As reported in previous studies, the occurrence of AKI is a consequence of multiple multifactorial interactive methods that cannot be interpreted in the context of a single etiologic factor17,21,22. In the light of our findings, CysC, eGFR, RA-l, and SCr were all predictive factors included in the ML model for predicting the development of AKI stage 3. In particular, CysC, a biomarker for the quantification of kidney function loss, was the most related predictive factor in patients with AKI stage 3, and it may have the ability to detect AKI one to two days before the rise of SCr with higher accuracy and precision 23. Furthermore, except for acute renal failure, no other factors were found to alter CysC levels, enhancing its effectiveness as an endogenous marker for predicting AKI. Our findings confirm the predictive value of eGFR ranked after CysC, one explanation of this may be that CysC reflects GFR changes more sensitively compared to SCr, and eGFR, used widely in clinical practice instead of GFR, is calculated with SCr in this study23.

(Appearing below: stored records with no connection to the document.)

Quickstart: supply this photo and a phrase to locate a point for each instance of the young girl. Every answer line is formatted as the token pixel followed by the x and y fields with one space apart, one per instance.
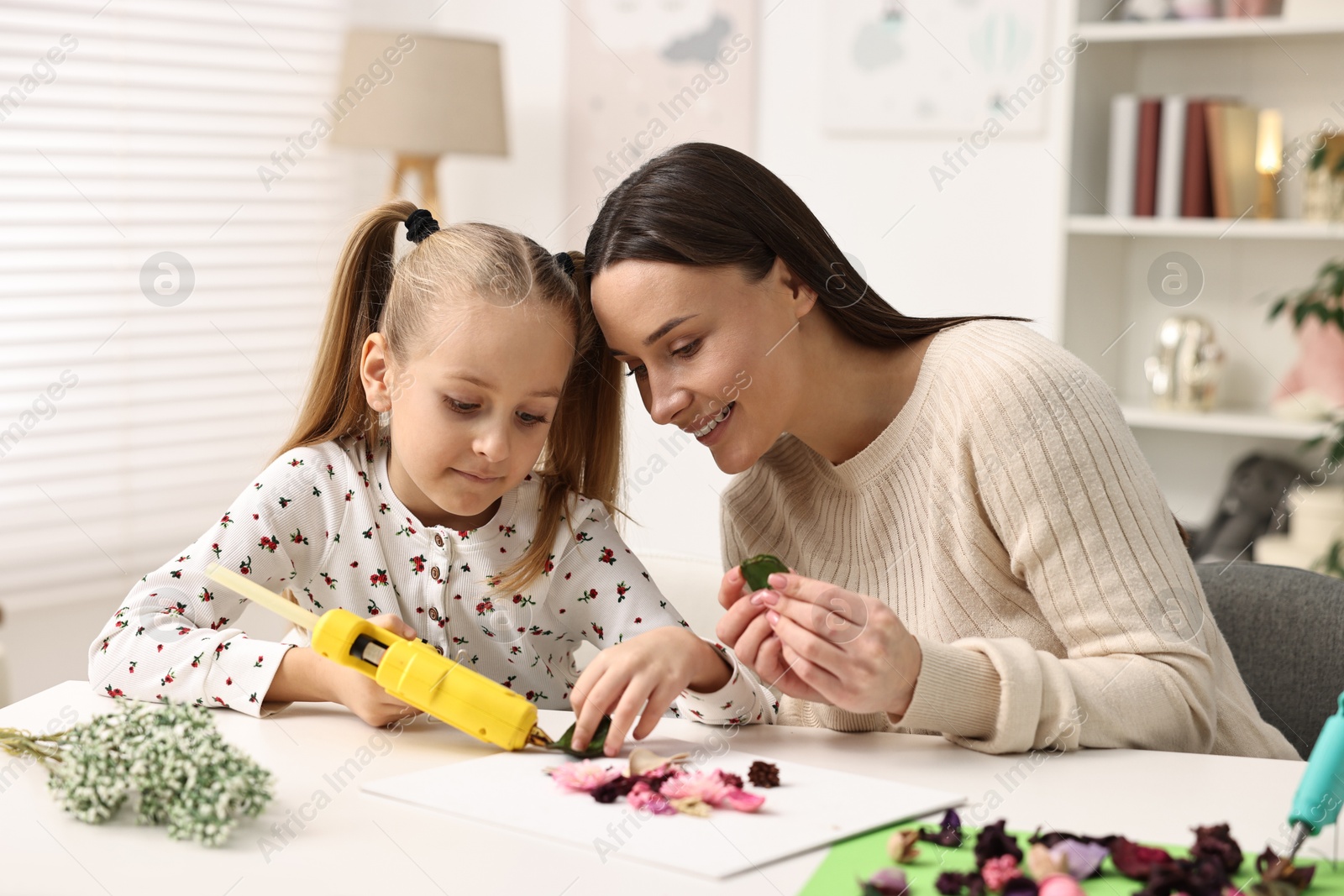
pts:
pixel 454 477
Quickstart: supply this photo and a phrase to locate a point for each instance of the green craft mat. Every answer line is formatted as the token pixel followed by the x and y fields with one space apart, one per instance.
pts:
pixel 855 860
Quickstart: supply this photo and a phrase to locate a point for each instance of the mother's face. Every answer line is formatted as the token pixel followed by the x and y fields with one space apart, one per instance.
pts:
pixel 710 351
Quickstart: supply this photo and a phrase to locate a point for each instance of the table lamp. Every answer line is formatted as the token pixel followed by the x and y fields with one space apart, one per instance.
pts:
pixel 441 96
pixel 1269 161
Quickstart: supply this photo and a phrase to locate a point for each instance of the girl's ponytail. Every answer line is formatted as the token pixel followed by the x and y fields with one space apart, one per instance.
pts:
pixel 335 403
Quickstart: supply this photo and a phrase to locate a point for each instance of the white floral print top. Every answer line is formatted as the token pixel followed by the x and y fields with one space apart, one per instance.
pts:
pixel 324 521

Cardiac features can reflect the confluence of heart–kidney interactions through hemodynamic dimensions. The difference between arterial perfusion pressure and venous outflow pressures must be adequately large to keep sufficient renal blood flow and glomerular filtration. In the setting of this concept, the inability of impaired left ventricular function makes low forward flow with reduced left ventricular ejection fraction (LVEF), and consequently leading to prerenal hypoperfusion. Interestingly, we found that LVEF had no significant effect on the development of AKI stage 3. This is supported by previous studies as Jin et al.24 demonstrated that LVEF was not independently and significantly associated with the development of AKI after cardiac operations. This was illustrated by a relative preservation of eGFR derived from efferent arteriolar constriction following on from the renin-angiotensin system to accommodate the reduced LVEF. In patients with markedly reduced renal blood flow exceeding renal autoregulatory capacity, the compensatory increase in eGFR is lost and could evolve into AKI. Alternatively, the elevated central venous pressures, as a result of changes in right heart structure such as an augmented diameter of RA-l, can bring about an increased renal resistance; the kidneys may subsequently become more susceptible to the occurrence of AKI. This mechanism has been presented in clinical researches in patients with cardiac dysfunction using invasive hemodynamic measurements25,26.
Study Limitations
This study has several limitations. First, our research was a single-center study with a relatively limited sample of patients, which may be subject to selection bias; thus, a multicenter study will be needed to confirm our findings. Second, although we appraised 51 diverse features with the ML algorithm, we did not consider additional features, such as cardiac magnetic resonance due to its retrospective nature, that may contribute to better risk prediction. Third, we did not conduct external validation to verify the robustness of our results using an independent dataset from other centers; this is our future research direction.